Reputation: 155
I am designing a prototype realtime monitor for processing fairly large amounts (>30G/day) of streaming numeric data. I would like to write this in Clojure, as the language seems to be well suited to the kind of "Observer + state machine" system that this will probably end up as.
The two main candidates I have found for a framework are Lamina and Storm. There is also Riemann and Pulse, but the former seems to be more of a full solution rather than a framework, and I'd rather not commit to a final design yet; Pulse's repo looks a little unmaintained?
What I would like to know is; what kinds of data- and work flow are these two projects optimised for? Storm seems to be more mature, but Lamina seems more composable and "Clojureic" (my background is Python, so I tend to rate this highly).
What I've found from reading online:
Storm seems to be Big Data(stream) focussed, the core is straight Java with a Clojure DSL. It appears to have pre=built handlers for a number of existing data sources.
Lamina is more a lightweight, reusable component that does the Clojure thing of coding to abstractions, meaning it can be reused as a base for other eventing systems. The data sources need to be handled in code.

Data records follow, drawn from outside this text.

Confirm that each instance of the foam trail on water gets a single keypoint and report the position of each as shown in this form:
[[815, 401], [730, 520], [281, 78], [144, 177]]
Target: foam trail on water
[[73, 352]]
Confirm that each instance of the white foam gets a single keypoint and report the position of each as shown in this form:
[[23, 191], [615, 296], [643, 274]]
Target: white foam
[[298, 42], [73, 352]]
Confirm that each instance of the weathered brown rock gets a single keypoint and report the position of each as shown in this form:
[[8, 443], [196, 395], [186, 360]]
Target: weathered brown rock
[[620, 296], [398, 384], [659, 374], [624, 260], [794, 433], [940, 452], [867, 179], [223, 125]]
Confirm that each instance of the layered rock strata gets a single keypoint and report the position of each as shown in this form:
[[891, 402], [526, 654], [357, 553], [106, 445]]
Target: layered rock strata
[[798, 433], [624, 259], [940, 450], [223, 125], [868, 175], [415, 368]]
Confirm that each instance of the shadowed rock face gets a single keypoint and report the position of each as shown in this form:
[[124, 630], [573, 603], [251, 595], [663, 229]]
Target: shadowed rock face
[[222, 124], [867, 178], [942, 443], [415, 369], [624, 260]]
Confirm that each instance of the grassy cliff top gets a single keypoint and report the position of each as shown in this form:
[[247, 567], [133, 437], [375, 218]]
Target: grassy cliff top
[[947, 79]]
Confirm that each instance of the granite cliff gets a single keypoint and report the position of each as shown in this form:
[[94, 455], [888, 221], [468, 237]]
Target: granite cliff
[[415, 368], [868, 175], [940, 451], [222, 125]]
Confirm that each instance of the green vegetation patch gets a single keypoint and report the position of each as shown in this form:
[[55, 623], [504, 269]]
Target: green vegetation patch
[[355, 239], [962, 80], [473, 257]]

Both have a useful set of aggregation/splitting/computation library functions out of the box. Lamina's graphviz integration is a nice touch.
Upvotes: 5
Views: 808
Reputation: 92117
Storm probably isn't a bad choice, but "over 30GB per day" of numeric data isn't big data, it is tiny data. Any semi-modern computer can handle that much data easily on one node with lamina. You might want to go with Storm anyway, so that once you do get into a realm where you need more servers you can scale easily, but I imagine there's some initial friction to getting Storm set up (and some ongoing friction in maintaining the cluster), which will be wasted if you never have to scale up.
Upvotes: 8
Reputation: 8078
Lamina seems like an okay choice, but it appears to be totally lacking the killer feature of Storm--cluster computing management. A Storm cluster will take care of most of the dirty work of distributing your computation across a cluster of nodes, leaving you to just focus on your business logic so long as you fit it within the Storm framework. Lamina, from what I can see, provides a nice way to organize your computation, but then you'll have to take care of all the details of scaling that out if that's something you need.
Upvotes: 1
Reputation: 91587
Storm incorporates cluster management and handling of failed nodes in the flow because it was designed to be sort of "like Hadoop but for streaming", which from what I understand of your requirements seems to be closer to your use case.
Upvotes: 4